Les changements sont assez lents. Les problématiques que rencontraient le défenseur des droits il y a trois ans sont à peu près les mêmes. La question du handicap dans notre pays est toujours compliquée à penser. D’autant que l’on touche au domaine de l’intime : tant pour une famille que pour les travailleurs sociaux, c’est compliqué de pointer la réalité d’un handicap, de le distinguer de la souffrance psychologique… Surtout, le monde du handicap et celui de la protection de l’enfance, entre lesquels les frontières sont parfois très fortes, font face au manque de moyens. A cause de la gestion de la pénurie de ressources, des jeunes qui devraient être pris en charge par le secteur médico-social le sont par la protection de l’enfance, et vice-versa. Parfois on se renvoie la balle, ce qui provoque des trajectoires faites de ruptures dans l’histoire des enfants. On a pu entendre des professionnels dire : « La personne est déjà prise en charge par l’aide sociale à l’enfance ou par le secteur du handicap : donc elle n’est pas prioritaire »… Ce qui fait qu’on en arrive là, ce n’est pas la faute des professionnels – même s’il y a des coordinations qui ne se font pas entre les acteurs et services – c’est avant tout dû à la pénurie de ressources.
Quand des familles ou des éducateurs sont obligés d’attendre six mois voire un an un rendez-vous chez le pédopsychiatre, des problématiques très graves apparaissent. Il y a un vrai enjeu autour de la revalorisation de ce métier et des moyens pour avoir plus de pédopsychiatres. En attendant, il faut arriver à mobiliser les agences régionales de santé (ARS) sur des questions de santé dans le médico-social. Dans certains départements, l’ARS ne vient pas dans les commissions de cas complexes ! Nous avons besoin que les ARS soient davantage partie prenante des politiques de protection de l’enfance, en ciblant la question du handicap. D’autres possibilités peuvent être déployées. D’abord les équipes mobiles pluridisciplinaires, composées de pédopsychiatres ou de psychiatres, qui vont à la rencontre des jeunes en protection de l’enfance pour repérer les problématiques de handicap et mieux les accompagner. Ensuite, l’accueil en famille, avec le développement des assistants familiaux thérapeutiques – encore peu nombreux sur le territoire – formés à la prise en charge de jeunes porteurs de handicaps psychiques, mentaux ou physiques.
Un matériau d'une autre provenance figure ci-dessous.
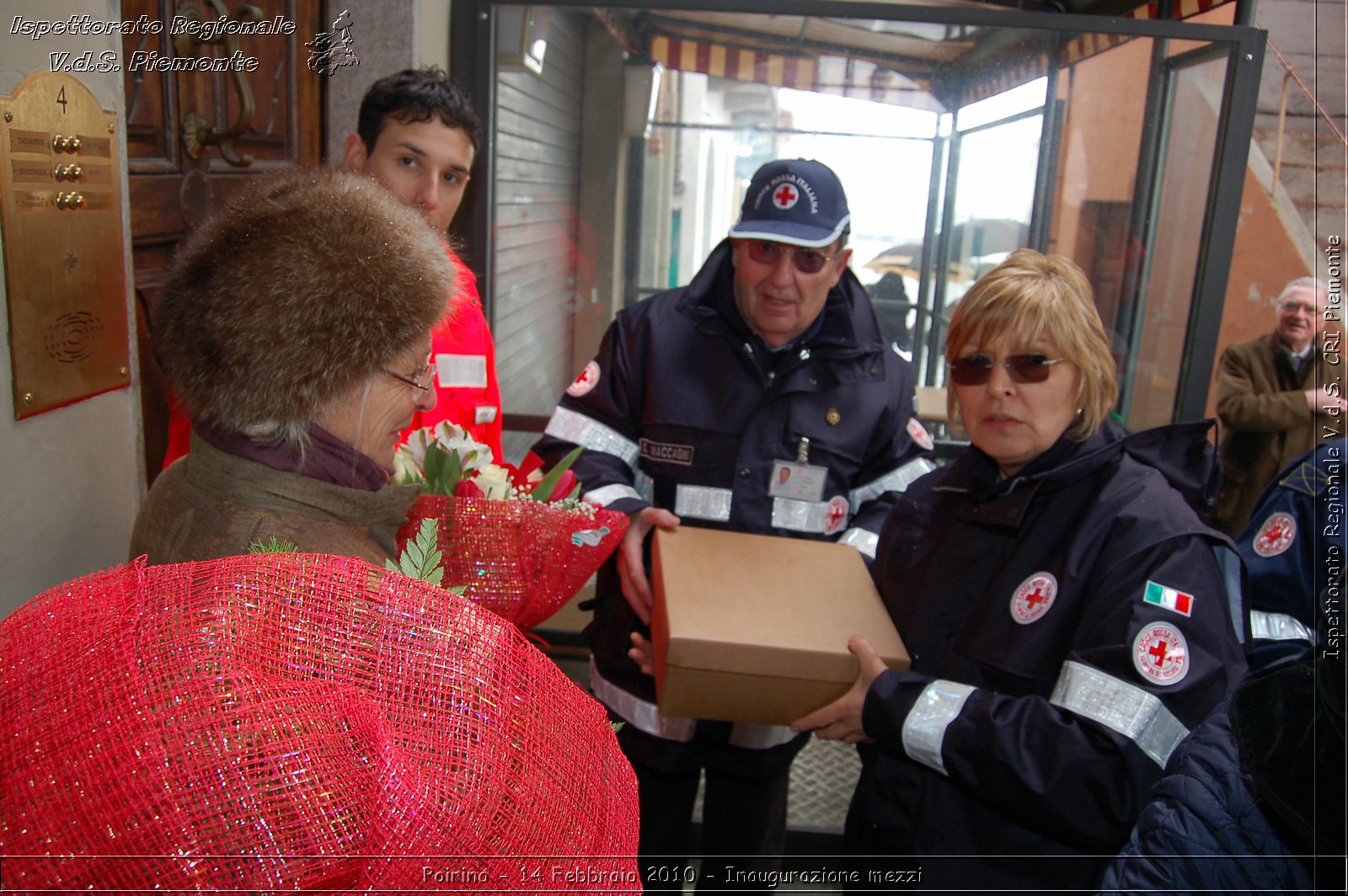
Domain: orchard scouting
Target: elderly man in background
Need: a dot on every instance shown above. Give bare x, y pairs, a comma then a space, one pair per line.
418, 135
1273, 402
Reste enfin à développer des établissements hybrides entre protection de l’enfance et handicap, comme cela se fait sur certains territoires.
Plus la prise en charge est tardive, plus c’est compliqué de travailler sur la situation du jeune, sur sa capacité de résilience, d’être soigné… Plus on attend, plus on est dans une situation angoissante pour l’équipe éducative accompagnant ces enfants, qui deviennent parfois « ingérables ». On finit par les sortir des dispositifs de la protection de l’enfance ou des établissements sans savoir quoi faire. C’est le cas pour beaucoup de personnes porteuses d’un handicap psychique et mental qui vont être dans le refus de toute autorité, dans la violence, le passage à l’acte… Les troubles du comportement, s’ils ne sont pas gérés, peuvent s’aggraver et entraîner une sortie de route de la protection de l’enfance, des passages en protection judiciaire de la jeunesse, ou des actes délinquants. Ce n’est pas gagnant pour la société, et en premier lieu pour le jeune.
Sur les jeunes majeurs, il y a eu une prise de conscience forte, les choses avancent doucement. Il faut attendre la stratégie nationale de protection de l’enfance pour voir si la question du décloisonnement entre handicap et protection de l’enfance est effectivement prise en compte. Mais nous n’avons aucun élément, le Cese n’est pas plus associé que ça… On annonce la création d’un haut commissaire à la protection de l’enfance en charge du plan : tout a été un peu chaotique. La stratégie devait sortir en juillet, puis à l’automne, et elle n’est pas sortie… Elle sortira quand elle sera prête ! On voit bien que c’est complexe et que l’on ne sait pas bien encore comment résoudre cette question.